Add the pecorino mixture to the pasta and mix thoroughly. Season in more pepper to taste. In fact, season to taste at every stage, adding a little more of what’s needed at a time.
Serve immediately.
Buon appetito!Do you enjoy carbonara or other Italian pasta dishes? I wanna hear about it. Be sure to leave your comments in the comments section below.
I was going to ask about the spaghetti -- what is the gluten free actually made of?
Chortle, it sounds *wonderful* and I will try it. But I cannot eat any grains, so it will be served incorrectly on ribbons of zucchini.
Here is my first husband's family recipe for Carbonara. It is revisionist because of the parsley, and because his cook in Rome insisted on including one sweet onion per diner.
I was surprised to see that John's recipe includes pecorino instead of parmesan. chacun à son goût! and there is plenty of room in the Big Tent of Delicious Italian Foods for more than one type of Carbonara.
The Ambassador’s Carbonara
My first husband was the son of an American diplomat.

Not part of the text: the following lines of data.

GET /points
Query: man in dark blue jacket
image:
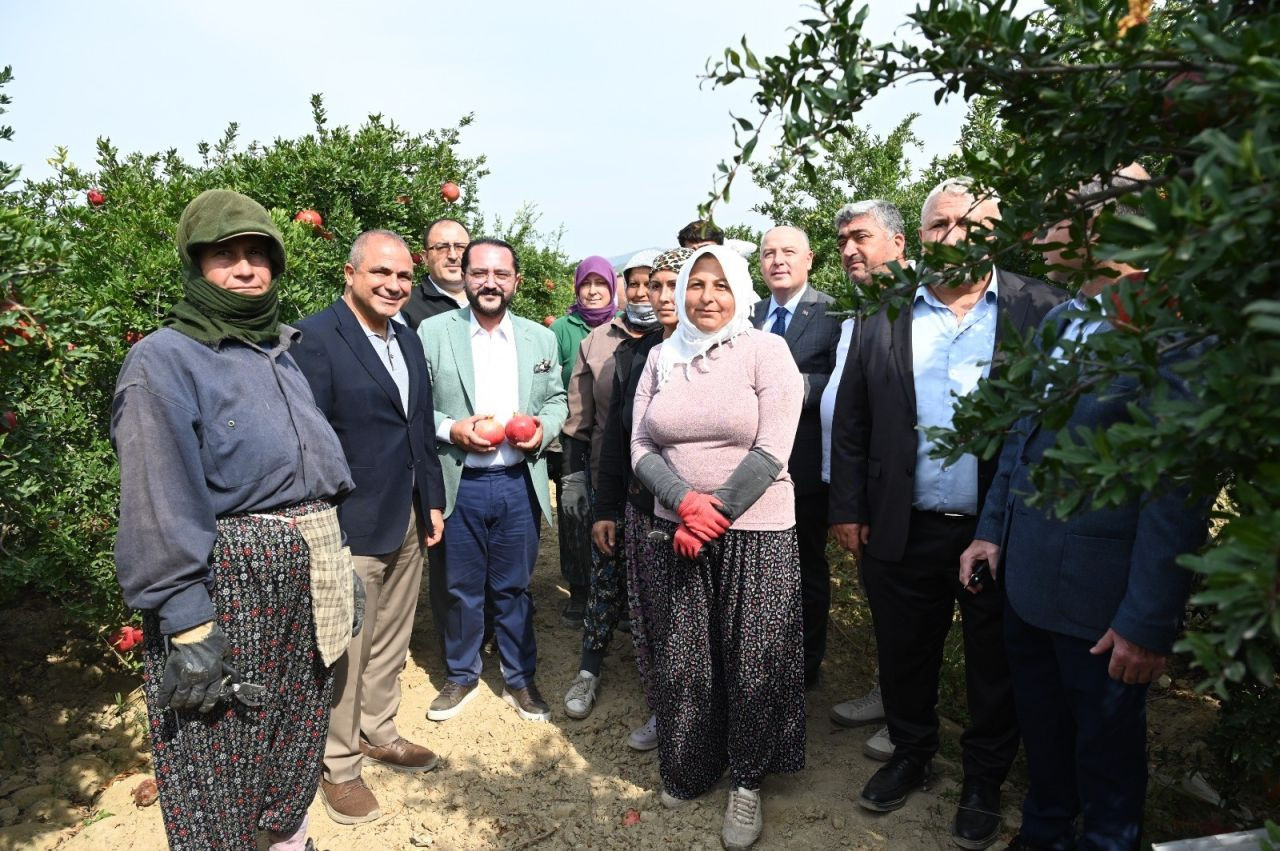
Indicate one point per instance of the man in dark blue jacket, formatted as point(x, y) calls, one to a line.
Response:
point(1093, 602)
point(369, 378)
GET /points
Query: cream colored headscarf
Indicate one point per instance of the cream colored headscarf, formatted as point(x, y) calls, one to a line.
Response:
point(689, 343)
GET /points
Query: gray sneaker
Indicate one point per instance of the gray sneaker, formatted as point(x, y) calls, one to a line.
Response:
point(645, 736)
point(744, 819)
point(528, 703)
point(451, 700)
point(580, 696)
point(880, 745)
point(867, 709)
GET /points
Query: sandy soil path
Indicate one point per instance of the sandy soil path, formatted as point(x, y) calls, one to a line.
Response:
point(507, 783)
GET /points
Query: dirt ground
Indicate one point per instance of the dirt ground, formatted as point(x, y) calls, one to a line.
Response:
point(502, 783)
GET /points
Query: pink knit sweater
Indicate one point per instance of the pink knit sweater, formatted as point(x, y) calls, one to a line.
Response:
point(746, 393)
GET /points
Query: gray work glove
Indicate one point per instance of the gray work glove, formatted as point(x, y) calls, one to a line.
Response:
point(197, 673)
point(661, 480)
point(359, 596)
point(748, 483)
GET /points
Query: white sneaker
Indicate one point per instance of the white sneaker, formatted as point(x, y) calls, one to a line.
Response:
point(880, 745)
point(743, 819)
point(867, 709)
point(580, 696)
point(645, 736)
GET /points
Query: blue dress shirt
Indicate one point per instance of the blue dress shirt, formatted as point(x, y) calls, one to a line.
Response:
point(791, 310)
point(947, 358)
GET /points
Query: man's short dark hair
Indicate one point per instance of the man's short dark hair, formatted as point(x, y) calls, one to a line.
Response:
point(426, 232)
point(699, 230)
point(489, 241)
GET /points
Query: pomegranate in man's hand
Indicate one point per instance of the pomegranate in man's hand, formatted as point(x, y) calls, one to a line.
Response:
point(521, 428)
point(490, 430)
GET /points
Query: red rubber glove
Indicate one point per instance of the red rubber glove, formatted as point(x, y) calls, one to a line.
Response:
point(699, 513)
point(685, 544)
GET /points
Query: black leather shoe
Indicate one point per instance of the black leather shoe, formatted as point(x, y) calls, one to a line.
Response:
point(890, 787)
point(978, 815)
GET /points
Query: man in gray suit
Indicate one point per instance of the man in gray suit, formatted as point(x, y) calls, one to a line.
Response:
point(798, 312)
point(490, 365)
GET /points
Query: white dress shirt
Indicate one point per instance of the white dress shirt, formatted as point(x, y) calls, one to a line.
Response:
point(389, 353)
point(827, 406)
point(497, 388)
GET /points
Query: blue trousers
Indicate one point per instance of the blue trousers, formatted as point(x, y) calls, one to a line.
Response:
point(490, 543)
point(1086, 741)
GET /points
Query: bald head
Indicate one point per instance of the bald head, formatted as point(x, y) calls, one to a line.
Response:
point(785, 261)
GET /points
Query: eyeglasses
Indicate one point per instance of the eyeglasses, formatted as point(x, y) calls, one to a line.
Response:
point(501, 275)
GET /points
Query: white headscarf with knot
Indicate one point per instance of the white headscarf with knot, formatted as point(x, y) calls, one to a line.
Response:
point(688, 342)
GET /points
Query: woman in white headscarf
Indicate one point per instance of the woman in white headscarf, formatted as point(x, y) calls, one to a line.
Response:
point(716, 415)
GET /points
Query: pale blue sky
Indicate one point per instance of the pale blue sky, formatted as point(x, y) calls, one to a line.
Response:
point(589, 110)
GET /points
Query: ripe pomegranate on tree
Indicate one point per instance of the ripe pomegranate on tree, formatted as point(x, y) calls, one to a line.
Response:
point(311, 218)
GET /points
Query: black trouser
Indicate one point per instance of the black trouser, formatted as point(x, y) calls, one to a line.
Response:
point(913, 603)
point(814, 577)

Their cook in Rome originally taught the family this recipe, when my ex-husband was a child. It became one of their most beloved family meals. Even when the father had become US Ambassador (sequentially) to a bunch of countries in Africa, they would prepare it on the cook’s day off.
Carbonara is Miner’s Pasta: it was originally a recipe Italian miners would make. It's on menus with cream in it all the time here in America, although that is considered revisionist in Italy.
The addition of parsley makes for a fresh note in the smoky, savory bacon, egg and cheese mixture.
Ingredients:
One fresh egg per person, and one extra for the pot.
Two or three slices of bacon per person, chopped small
One medium Vidalia onion per person, chopped fine
A handful of parsley, stems removed, chopped fine
Cracked black pepper to taste
Aged Grana Parmesan cheese grated on the top
Pasta cooked al dente to serve your family and guests.
Method:
Put the chopped bacon and onion into a heavy skillet with a thick bottom, preferably cast iron or enamel over cast iron.
Initially put the heat on medium-high, to render the bacon fat. Stir and fry the onion and bacon on medium-high until the onion begins to pick up brown edges.
Reduce the heat and cook until the onion is a uniform brown color, the color of brown paper bags. Stir frequently, or the bacon and onion mixture will stick and burn. The onion will be indistinguishable from the bacon in a seething brown mixture when it is done.
Add parsley about three minutes before transferring the bacon and onion mixture onto the pasta.
While the pasta is cooking, break eggs and beat lightly in a separate container.
Once the pasta is cooked, drained and placed into the serving bowl, pour in the raw egg mixture and stir vigorously to heat the eggs thoroughly.
Then put in the hot bacon, parsley and onion mixture, including the bacon fat, and stir vigorously again. The egg should cook to a soft curdle from the hot pasta and the hot bacon-onion mixture.
Grate Parmesan cheese over the top. With a salad, this is a feast.